You can’t turn anywhere without hearing about the Internet of Things. But does all of the hullabaloo we hear about Internet connected automobiles, home thermostats, lighting, refrigerators, and even medical devices mean anything to enterprises, or is the Internet of Things (IoT) a consumer trend?
Does IoT mean anything to enterprises and their ability to produce and innovate in the years ahead? And if they embrace the IoT, what could it mean to privacy and security? It turns out that it probably means more to security than many IT and security professionals are considering.
At the Qualys Security Conference recently, I had the pleasure to speak with Paul Roberts, the founder and editor-in-chief of The Security Ledger, before his panel Internet of Things: Assessing the Real Risks. During that discussion, Roberts explained how the IoT is really the confluence of many elements that have been underway for some time. These include sensor networks, mobile devices, cloud computing, and big data. But just because none of the specific ingredients are new doesn’t mean that the changes ahead as a result of their integration into IoT devices and connections won’t be profound.
In fact, we’re most likely to soon be up to our noses in devices that are constantly talking to us, as well as with each other, and constantly reacting to the data received and shared.
A quiet tsunami of devices
In fact, the encroachment of these devices into the enterprise is already well underway, and some of the IoT panel attendees explained how IoT is already taking them by surprise. For instance, many IoT devices are being connected without the involvement of IT. One of the most common connections involve building automation systems, remote device, and systems management, including those for printers, photocopiers, and many other devices. All of this increasing connectedness creates risk.
That risk is not just from new devices electronically listening, sharing, and reacting to commands – but also from the vendors and contractors who also are communicating with these devices. One doesn’t need to look any further than the Target breach to see how such remote access can spell big trouble if not properly managed.
We can argue about how quickly enterprises get deeply IoT-connected, and to what extent – but few would argue that it’s not going to happen.

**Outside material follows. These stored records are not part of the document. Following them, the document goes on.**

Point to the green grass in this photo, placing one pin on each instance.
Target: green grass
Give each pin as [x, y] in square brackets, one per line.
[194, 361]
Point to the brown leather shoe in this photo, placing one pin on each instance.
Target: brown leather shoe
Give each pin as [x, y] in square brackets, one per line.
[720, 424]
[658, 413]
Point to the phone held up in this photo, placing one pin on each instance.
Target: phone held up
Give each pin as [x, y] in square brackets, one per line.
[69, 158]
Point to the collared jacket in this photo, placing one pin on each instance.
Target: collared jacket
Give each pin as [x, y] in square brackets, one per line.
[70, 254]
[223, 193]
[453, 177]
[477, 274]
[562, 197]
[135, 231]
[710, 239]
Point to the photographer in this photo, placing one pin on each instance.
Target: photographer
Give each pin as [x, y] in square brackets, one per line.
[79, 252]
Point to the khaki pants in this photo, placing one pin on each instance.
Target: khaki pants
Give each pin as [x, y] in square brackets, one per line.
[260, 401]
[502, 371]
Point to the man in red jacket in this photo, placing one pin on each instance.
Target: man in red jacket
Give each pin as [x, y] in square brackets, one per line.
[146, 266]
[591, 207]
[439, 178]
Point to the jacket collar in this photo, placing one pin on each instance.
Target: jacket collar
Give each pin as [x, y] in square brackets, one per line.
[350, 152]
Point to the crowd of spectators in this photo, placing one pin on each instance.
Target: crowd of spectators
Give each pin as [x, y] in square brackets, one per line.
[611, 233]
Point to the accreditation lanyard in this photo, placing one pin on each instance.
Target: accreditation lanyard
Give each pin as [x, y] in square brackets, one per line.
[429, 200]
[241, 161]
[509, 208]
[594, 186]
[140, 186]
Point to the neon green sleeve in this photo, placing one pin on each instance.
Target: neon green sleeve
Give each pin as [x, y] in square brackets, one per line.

Signs of growth in IoT and parallels to the BYOD risk
To get an idea of how swiftly this will move, the research firm International Data Corporation (IDC) expects the global IoT market to reach just north of $7 trillion by 2020. According to IDC, that market last year was already about $2 trillion. IDC analyst Vernon Turner was quoted here as saying that IoT device growth is not just about consumers wanting Internet-connected light bulbs, but that enterprises are expressing explicit interest. "Businesses are taking the necessary steps to gain a deeper understanding of IoT and the overall value," Turner said.
Enterprises may very well be assessing the value of IoT, and hopefully some also are looking at the risks. I don’t doubt it. However, while they evaluate the risks and benefits, IoT-enabled devices are already streaming onto the network.
Roberts cited an interesting example when we talked. He explained about an executive from a Massachusetts-based commercial water valve maker who was talking at the Connected Cloud Summit. The company makes valves used specifically in fire extinguishers and for other high-pressure use cases. It just so happens that these devices are Internet-connected and the valves that this company manufacturers are on nearly two-thirds of all the fire extinguishers sold in the United States. This company obviously sees the benefits of IoT, and wants its valves to be able to interact with large building management systems. Or, like many companies, it sees the benefit of having the devices remotely monitored and managed.
However, I wonder how many IT and security professionals at the companies that are buying these high-pressure valves have any idea that they are connected to external networks. Whether or not these valves are being integrated with enterprise building control systems doesn’t matter – the vendor may have access and one day someone is going to decide to turn on that functionality.
This quiet encroachment is a lot like the mobile Bring Your Own Device that took off as a significant IT trend shortly after the introduction of the iPhone.
There are probably many other types of IoT-capable devices connecting to the network: light bulbs, TVs, alarm systems, and even health monitoring systems. And do you know how they managed? With smartphones, tablets, PCs, or notebooks that also are network connected. As people bring these new devices into the office and connect them to the enterprise network (oh, yes, they will), they will be creating a new vector of risk that the enterprise must contend with.
Are these devices communicating with only other authorized and authenticated users and devices? Can someone with bad intent step between the communications of these devices and somehow get them to do something unintended? It’s impossible to tell if you don’t realize they are there.
While this is not the most pressing of issues that enterprises face today, it will be a big one pretty soon. BYOD was a relatively small but important issue in the spring of 2007, but by the end of that year, as the iPhone took hold, BYOD became one of the most important security issues. And, much like late 2007 and BYOD, the time has come to take a close look at these new network-enabled devices coming onto the enterprise network. That way, when the attacks do come – and they will – you won’t be caught by surprise.